2014/06/22

Co robiłam jak mnie nie było

Już jakiś czas zbierałam się do napisania czegoś ale za każdym razem coś innego wyskakiwało i nie miałam czasu na pisanie.

Byłam zajęta przygotowaniami do Matsuri oraz prezentem dla sensei.

Ogólnie Matsuri się udało. Nie obyło się bez małych problemów, ale ludzie i tak byli zadowoleni. Poniżej kilka zdjęć:


 I tradycyjne grupowe na schodach


Tydzień po zakończeniu zajęć sensei zrobiła niespodziankę i postanowiła podarować nam prezenty.


Dostałam kimono, pas obi i tak zwany juban - ubranie zakładane pod kimono.



Jest one nowe, nie używane więc przed pierwszym założeniem musiałam rozpruć trochę nitek widocznych na następnym zdjęciu



Brałam także udział w sesji zdjęciowej prowadzonej przez znajomą. Jak dostanę zdjęcia coś zamieszczę.

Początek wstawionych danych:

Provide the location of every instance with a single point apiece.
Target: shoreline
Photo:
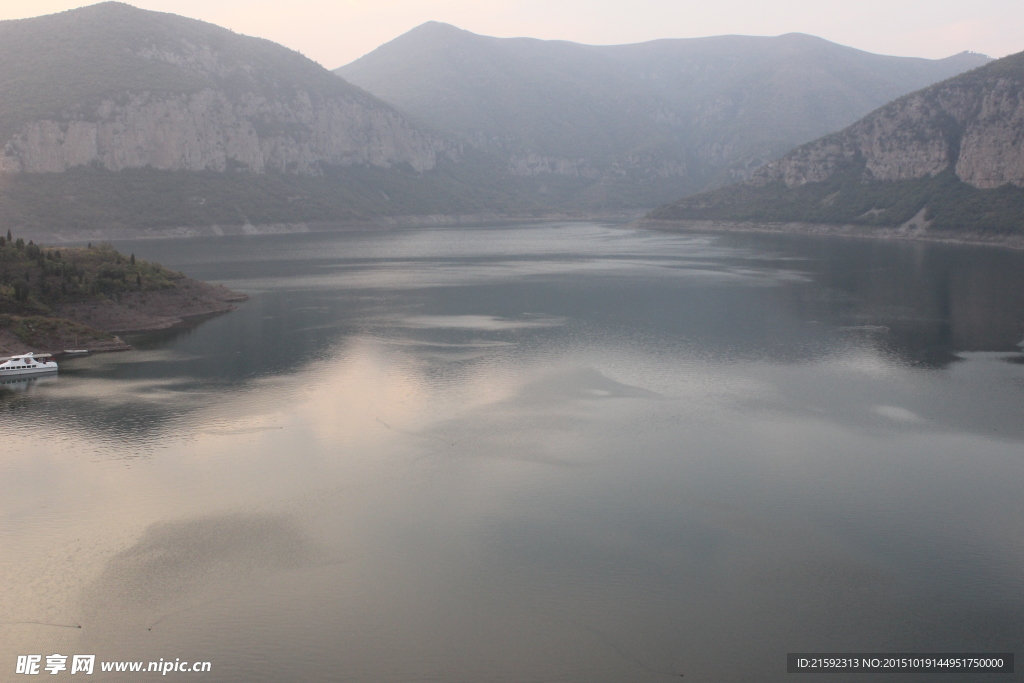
(1015, 242)
(378, 223)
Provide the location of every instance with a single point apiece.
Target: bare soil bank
(901, 232)
(90, 325)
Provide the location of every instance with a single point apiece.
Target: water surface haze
(530, 453)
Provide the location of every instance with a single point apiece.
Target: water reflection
(546, 453)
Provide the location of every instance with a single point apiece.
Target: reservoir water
(536, 453)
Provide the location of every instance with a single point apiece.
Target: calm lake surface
(554, 453)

Jest jeszcze jedno ciekawe wydarzenie warte wspomnienia. Idąc do sklepu po nowy dysk zewnętrzny do laptopa jedna dziewczyna dała mi taka karteczkę


Widziałam że miała ich więcej w ręce, mam nadzieję że wywołała uśmiech u wielu osób tego dnia.


Na koniec znowu o włosach. Tak wyglądały one od 28 maja do wczoraj



Tak, znowu farbowałam włosy. Wybór padł na henne ciemny brąz (widać na drugim zdjęciu od lewej). Kolor tradycyjnie się wypłukał po dwóch tygodniach i wyszedł miedziany mahoń, lub coś podobnego.

Jakość wszystkich zdjęć nie powala, ale lubię mojego ziemniaczka którym robię zdjęcia. Myślę że się ogarnę i następny post napiszę dużo szybciej.